Depoimento à PF
O diretor de Fiscalização do Banco Central, Ailton Aquino, declarou em um depoimento à Polícia Federal (PF) no dia 30 de dezembro que, caso o Will Bank, pertencente ao Banco Master, fosse liquidado, haveria prejuízos significativos para o Banco de Brasília (BRB). Essa instituição financeira já foi submetida à liquidação no dia 21 de dezembro.
Risco de Prejuízos ao BRB
Ailton Aquino mencionou que muitos ativos do Will Bank estão incorporados ao balanço patrimonial do BRB. Durante o depoimento, ele destacou: “A morte do Will Bank – se não conseguirmos resolver os problemas dentro do Raet – resultará em um prejuízo ainda maior para o BRB.” Essa afirmação indica que as consequências da liquidação do Will Bank se estenderiam além da própria instituição.
Decisão de Não Liquidar o Will Bank
O Will Bank foi poupado da liquidação em novembro, quando o Banco Central decidiu liquidar o Banco Master e várias empresas do grupo a que pertence. O Banco Master Múltiplo, controlador do Will Bank, foi colocado sob Regime de Administração Especial Temporário (Raet), em função da expectativa de que o banco digital ainda poderia ser vendido. No entanto, essa expectativa não se concretizou.
Considerações do Perfil do Cliente
Durante seu depoimento, Aquino também mencionou que o perfil dos clientes do Will Bank, que pertencem predominantemente às classes C e D, foi um fator considerado nas decisões estratégicas.
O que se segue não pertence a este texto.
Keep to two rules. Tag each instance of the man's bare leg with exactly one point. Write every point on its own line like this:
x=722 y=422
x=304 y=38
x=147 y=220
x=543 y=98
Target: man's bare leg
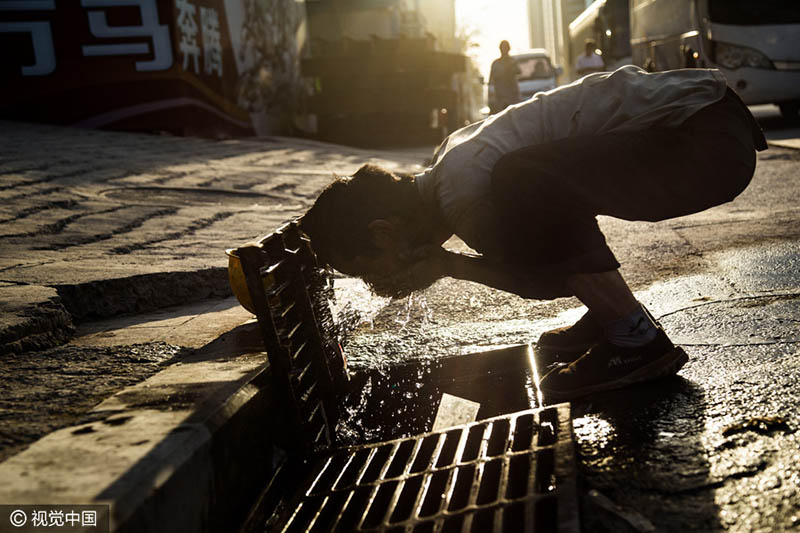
x=632 y=348
x=605 y=293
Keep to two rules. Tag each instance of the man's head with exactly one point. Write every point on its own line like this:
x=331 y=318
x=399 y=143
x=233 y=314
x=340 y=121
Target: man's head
x=362 y=225
x=504 y=48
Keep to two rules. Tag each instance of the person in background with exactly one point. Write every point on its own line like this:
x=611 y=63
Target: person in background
x=590 y=61
x=503 y=85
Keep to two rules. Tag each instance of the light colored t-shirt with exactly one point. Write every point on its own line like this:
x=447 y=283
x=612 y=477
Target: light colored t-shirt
x=593 y=61
x=459 y=181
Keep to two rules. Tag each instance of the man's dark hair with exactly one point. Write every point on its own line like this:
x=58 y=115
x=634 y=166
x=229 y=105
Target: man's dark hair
x=338 y=221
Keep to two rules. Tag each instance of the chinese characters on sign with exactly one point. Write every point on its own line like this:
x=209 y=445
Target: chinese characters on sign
x=209 y=33
x=44 y=55
x=149 y=36
x=157 y=34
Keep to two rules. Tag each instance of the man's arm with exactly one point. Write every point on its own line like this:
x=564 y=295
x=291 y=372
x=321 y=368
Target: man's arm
x=480 y=270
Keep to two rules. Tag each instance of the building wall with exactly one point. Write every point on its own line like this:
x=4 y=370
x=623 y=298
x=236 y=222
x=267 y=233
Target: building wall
x=440 y=20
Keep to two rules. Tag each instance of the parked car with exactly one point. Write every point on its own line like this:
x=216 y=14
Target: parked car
x=537 y=73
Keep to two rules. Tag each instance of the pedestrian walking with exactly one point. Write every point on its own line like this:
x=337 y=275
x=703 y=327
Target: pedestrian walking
x=523 y=188
x=503 y=84
x=589 y=61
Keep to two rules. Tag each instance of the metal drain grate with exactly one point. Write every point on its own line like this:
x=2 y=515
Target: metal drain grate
x=513 y=473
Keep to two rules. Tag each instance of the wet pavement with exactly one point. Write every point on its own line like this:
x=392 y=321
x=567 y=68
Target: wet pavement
x=714 y=448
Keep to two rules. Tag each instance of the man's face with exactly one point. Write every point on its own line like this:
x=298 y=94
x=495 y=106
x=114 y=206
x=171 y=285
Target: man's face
x=385 y=262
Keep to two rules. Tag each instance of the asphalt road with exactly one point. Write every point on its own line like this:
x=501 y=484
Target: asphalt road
x=715 y=448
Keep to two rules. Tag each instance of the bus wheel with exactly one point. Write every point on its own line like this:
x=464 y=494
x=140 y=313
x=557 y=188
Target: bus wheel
x=791 y=111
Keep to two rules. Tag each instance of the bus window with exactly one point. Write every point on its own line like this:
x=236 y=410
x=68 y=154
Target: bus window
x=749 y=13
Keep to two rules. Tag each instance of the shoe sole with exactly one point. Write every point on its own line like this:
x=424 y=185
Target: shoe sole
x=667 y=365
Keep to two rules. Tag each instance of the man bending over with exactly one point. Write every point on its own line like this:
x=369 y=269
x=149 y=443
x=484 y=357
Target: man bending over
x=524 y=187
A diretoria colegiada avaliou que, em caso de liquidação, esses clientes poderiam abandonar o pagamento de seus cartões. Essa consideração foi crucial para a opção por um Regime de Administração Especial Temporário.
Perdas do BRB
No mesmo depoimento, o diretor do Banco Central informou à PF que as perdas do BRB relacionadas à compra de ativos do Banco Master poderiam ultrapassar a marca de R$ 5 bilhões. O BRB pagou R$ 12,2 bilhões por carteiras de crédito que foram identificadas como problemáticas, mas conseguiu substituir cerca de R$ 10 bilhões por outros ativos do Banco Master. Contudo, esses novos papéis também apresentam questões que podem resultar em prejuízos adicionais para a instituição financeira.